[NewPM] Inliner: Certain destructor calls are no longer inlined, preventing SROA, causing +10% runtime perf regression

LebedevRI commented 3 years ago


Bugzilla Link	50099
Version	trunk
OS	Linux
Attachments	unoptimized IR for reproduction
CC	@aeubanks,@davidbolvansky,@vns-mn,@jdoerfert,@rotateright,@sstefan1

Extended Description

I'm seeing a rather big +10% runtime perf regression from new-pm switch on a certain codepath.

I don't really have a small workable testcase yet, but there's a full self-contained reproducer attached.

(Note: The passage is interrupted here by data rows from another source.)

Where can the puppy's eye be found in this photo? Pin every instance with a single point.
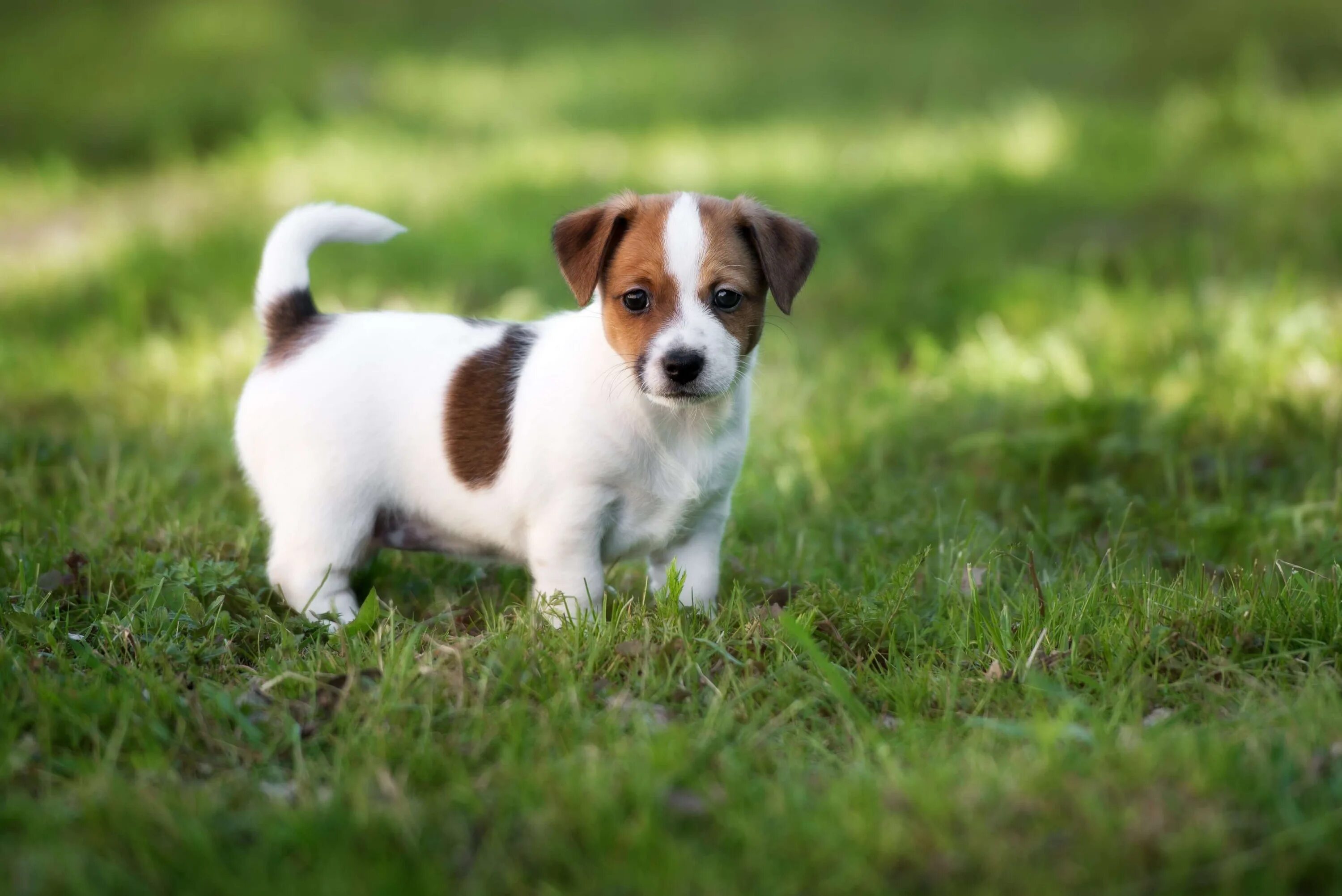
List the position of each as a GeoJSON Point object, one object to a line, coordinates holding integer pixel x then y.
{"type": "Point", "coordinates": [726, 300]}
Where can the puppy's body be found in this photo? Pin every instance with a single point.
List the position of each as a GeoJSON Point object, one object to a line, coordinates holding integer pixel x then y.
{"type": "Point", "coordinates": [565, 443]}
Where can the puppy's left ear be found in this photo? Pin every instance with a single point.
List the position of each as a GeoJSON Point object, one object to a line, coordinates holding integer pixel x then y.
{"type": "Point", "coordinates": [787, 249]}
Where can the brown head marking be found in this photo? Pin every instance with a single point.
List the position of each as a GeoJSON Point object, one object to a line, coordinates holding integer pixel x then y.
{"type": "Point", "coordinates": [627, 246]}
{"type": "Point", "coordinates": [786, 246]}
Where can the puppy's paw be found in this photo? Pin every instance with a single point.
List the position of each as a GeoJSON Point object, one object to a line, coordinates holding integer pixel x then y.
{"type": "Point", "coordinates": [560, 611]}
{"type": "Point", "coordinates": [333, 611]}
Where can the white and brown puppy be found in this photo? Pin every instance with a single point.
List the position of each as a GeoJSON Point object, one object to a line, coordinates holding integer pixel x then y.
{"type": "Point", "coordinates": [565, 445]}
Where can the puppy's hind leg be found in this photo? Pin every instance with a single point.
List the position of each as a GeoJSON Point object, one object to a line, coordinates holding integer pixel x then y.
{"type": "Point", "coordinates": [310, 558]}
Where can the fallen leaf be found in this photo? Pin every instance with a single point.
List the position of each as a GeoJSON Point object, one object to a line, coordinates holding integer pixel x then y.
{"type": "Point", "coordinates": [1157, 715]}
{"type": "Point", "coordinates": [686, 803]}
{"type": "Point", "coordinates": [768, 611]}
{"type": "Point", "coordinates": [280, 790]}
{"type": "Point", "coordinates": [633, 647]}
{"type": "Point", "coordinates": [972, 578]}
{"type": "Point", "coordinates": [54, 578]}
{"type": "Point", "coordinates": [76, 561]}
{"type": "Point", "coordinates": [654, 714]}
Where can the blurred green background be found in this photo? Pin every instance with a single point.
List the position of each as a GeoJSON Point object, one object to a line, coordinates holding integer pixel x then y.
{"type": "Point", "coordinates": [1078, 302]}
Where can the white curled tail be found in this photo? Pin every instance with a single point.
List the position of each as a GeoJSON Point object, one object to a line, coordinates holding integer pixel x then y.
{"type": "Point", "coordinates": [284, 263]}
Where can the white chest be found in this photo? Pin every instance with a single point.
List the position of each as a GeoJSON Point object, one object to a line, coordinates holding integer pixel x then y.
{"type": "Point", "coordinates": [661, 498]}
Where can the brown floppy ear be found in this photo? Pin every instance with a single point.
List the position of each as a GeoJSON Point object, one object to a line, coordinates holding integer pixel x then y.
{"type": "Point", "coordinates": [584, 242]}
{"type": "Point", "coordinates": [786, 246]}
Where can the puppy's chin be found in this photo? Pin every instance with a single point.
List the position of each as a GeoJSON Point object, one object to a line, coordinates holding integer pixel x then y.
{"type": "Point", "coordinates": [681, 399]}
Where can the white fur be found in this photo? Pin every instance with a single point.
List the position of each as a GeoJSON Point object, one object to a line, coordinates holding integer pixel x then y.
{"type": "Point", "coordinates": [284, 262]}
{"type": "Point", "coordinates": [595, 472]}
{"type": "Point", "coordinates": [694, 325]}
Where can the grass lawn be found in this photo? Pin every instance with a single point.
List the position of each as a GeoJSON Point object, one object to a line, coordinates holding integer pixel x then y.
{"type": "Point", "coordinates": [1032, 578]}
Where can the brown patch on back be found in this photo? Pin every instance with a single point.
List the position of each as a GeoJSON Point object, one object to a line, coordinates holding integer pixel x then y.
{"type": "Point", "coordinates": [639, 262]}
{"type": "Point", "coordinates": [293, 323]}
{"type": "Point", "coordinates": [730, 262]}
{"type": "Point", "coordinates": [480, 404]}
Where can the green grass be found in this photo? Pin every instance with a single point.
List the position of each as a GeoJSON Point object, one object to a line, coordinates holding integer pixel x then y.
{"type": "Point", "coordinates": [1046, 458]}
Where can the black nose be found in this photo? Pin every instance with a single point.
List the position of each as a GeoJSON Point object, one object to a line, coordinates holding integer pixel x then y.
{"type": "Point", "coordinates": [682, 365]}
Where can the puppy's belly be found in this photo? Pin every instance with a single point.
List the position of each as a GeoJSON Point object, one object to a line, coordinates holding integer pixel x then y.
{"type": "Point", "coordinates": [411, 533]}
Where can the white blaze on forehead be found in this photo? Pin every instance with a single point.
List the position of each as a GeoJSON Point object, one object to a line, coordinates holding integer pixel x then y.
{"type": "Point", "coordinates": [693, 327]}
{"type": "Point", "coordinates": [684, 246]}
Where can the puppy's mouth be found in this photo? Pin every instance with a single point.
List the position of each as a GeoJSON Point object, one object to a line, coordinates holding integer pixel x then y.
{"type": "Point", "coordinates": [684, 395]}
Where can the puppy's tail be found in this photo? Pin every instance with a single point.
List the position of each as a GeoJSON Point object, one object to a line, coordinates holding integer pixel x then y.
{"type": "Point", "coordinates": [284, 300]}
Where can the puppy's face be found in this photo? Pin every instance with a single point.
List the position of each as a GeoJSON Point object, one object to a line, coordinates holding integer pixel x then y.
{"type": "Point", "coordinates": [682, 280]}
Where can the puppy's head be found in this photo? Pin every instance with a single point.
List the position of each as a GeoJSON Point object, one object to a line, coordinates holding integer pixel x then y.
{"type": "Point", "coordinates": [682, 282]}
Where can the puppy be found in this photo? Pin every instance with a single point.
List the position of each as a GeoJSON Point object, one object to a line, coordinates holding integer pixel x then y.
{"type": "Point", "coordinates": [564, 445]}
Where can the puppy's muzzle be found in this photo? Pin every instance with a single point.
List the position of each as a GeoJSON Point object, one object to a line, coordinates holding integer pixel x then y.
{"type": "Point", "coordinates": [682, 365]}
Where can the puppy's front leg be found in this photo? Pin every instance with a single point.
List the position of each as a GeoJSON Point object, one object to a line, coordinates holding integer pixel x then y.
{"type": "Point", "coordinates": [697, 556]}
{"type": "Point", "coordinates": [564, 554]}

Here's how we can see that the problem is there:

$ clang -O3 -o old.ll -S -emit-llvm orig.ll -flegacy-pass-manager $ clang -O3 -o new.ll -S -emit-llvm orig.ll $ llvm-diff old.ll new.ll <...> function @_ZN8rawspeed6BufferD2Ev exists only in right module <...> in function _ZN8rawspeed23PanasonicDecompressorV511ProxyStream10parseBlockEv: in block %entry:

%FirstSection = alloca %"class.rawspeed::Buffer", align 8 %SecondSection = alloca %"class.rawspeed::Buffer", align 8 %0 = bitcast %"class.rawspeed::Buffer" %FirstSection to i8 call void @llvm.lifetime.start.p0i8(i64 16, i8 nonnull %0) #17 tail call void @llvm.experimental.noalias.scope.decl(metadata !135) %pos.i = getelementptr inbounds %"class.rawspeed::PanasonicDecompressorV5::ProxyStream", %"class.rawspeed::PanasonicDecompressorV5::ProxyStream" %this, i64 0, i32 0, i32 1 %0 = load i32, i32* %pos.i, align 4, !tbaa !4, !noalias !9 tail call void @llvm.experimental.noalias.scope.decl(metadata !138)

<...>

Inliner/inline cost model isn't something i'm familiar with, so i'm posting this as is. Any suggestions how this can be approached from the LLVM side?

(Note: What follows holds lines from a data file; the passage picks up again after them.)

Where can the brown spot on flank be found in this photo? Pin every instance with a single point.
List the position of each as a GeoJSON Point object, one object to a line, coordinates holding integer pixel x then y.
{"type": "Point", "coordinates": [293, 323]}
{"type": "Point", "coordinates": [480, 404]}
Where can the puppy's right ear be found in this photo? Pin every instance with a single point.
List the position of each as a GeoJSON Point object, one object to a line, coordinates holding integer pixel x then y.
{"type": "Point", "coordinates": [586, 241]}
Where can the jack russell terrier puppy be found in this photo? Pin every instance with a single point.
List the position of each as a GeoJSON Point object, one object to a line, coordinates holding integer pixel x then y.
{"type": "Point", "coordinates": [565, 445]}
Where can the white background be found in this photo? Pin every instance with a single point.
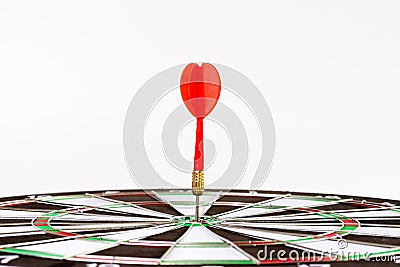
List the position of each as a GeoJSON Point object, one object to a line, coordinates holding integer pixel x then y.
{"type": "Point", "coordinates": [330, 71]}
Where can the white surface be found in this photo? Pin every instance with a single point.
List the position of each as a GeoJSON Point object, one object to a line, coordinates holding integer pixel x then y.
{"type": "Point", "coordinates": [329, 71]}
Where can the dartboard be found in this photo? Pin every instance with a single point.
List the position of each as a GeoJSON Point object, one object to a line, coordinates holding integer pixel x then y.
{"type": "Point", "coordinates": [157, 227]}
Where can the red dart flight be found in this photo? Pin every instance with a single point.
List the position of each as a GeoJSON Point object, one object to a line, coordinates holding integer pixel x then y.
{"type": "Point", "coordinates": [200, 89]}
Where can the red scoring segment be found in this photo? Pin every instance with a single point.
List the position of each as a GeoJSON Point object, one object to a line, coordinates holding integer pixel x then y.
{"type": "Point", "coordinates": [200, 89]}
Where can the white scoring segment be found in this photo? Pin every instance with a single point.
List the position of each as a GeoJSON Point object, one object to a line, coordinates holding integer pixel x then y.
{"type": "Point", "coordinates": [277, 205]}
{"type": "Point", "coordinates": [195, 246]}
{"type": "Point", "coordinates": [184, 201]}
{"type": "Point", "coordinates": [91, 201]}
{"type": "Point", "coordinates": [139, 233]}
{"type": "Point", "coordinates": [322, 246]}
{"type": "Point", "coordinates": [68, 248]}
{"type": "Point", "coordinates": [283, 226]}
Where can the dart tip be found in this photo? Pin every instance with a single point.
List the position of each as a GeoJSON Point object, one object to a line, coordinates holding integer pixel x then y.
{"type": "Point", "coordinates": [197, 183]}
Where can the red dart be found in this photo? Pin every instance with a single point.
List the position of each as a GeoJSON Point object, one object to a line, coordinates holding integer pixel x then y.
{"type": "Point", "coordinates": [200, 89]}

LebedevRI commented 3 years ago

Posted https://reviews.llvm.org/D101228 and https://reviews.llvm.org/D101229

LebedevRI commented 3 years ago

It seems like the threshold is the issue, not the cost. You said that the threshold was lower because it's considered a cold call. If this is causing a 10% regression, then maybe the call shouldn't be considered cold and we should be using the higher threshold.

It is cold as per the (static) block frequency, because it's at the returns out of the function (well, because those are destructor calls), which are less frequent than the loops in function body.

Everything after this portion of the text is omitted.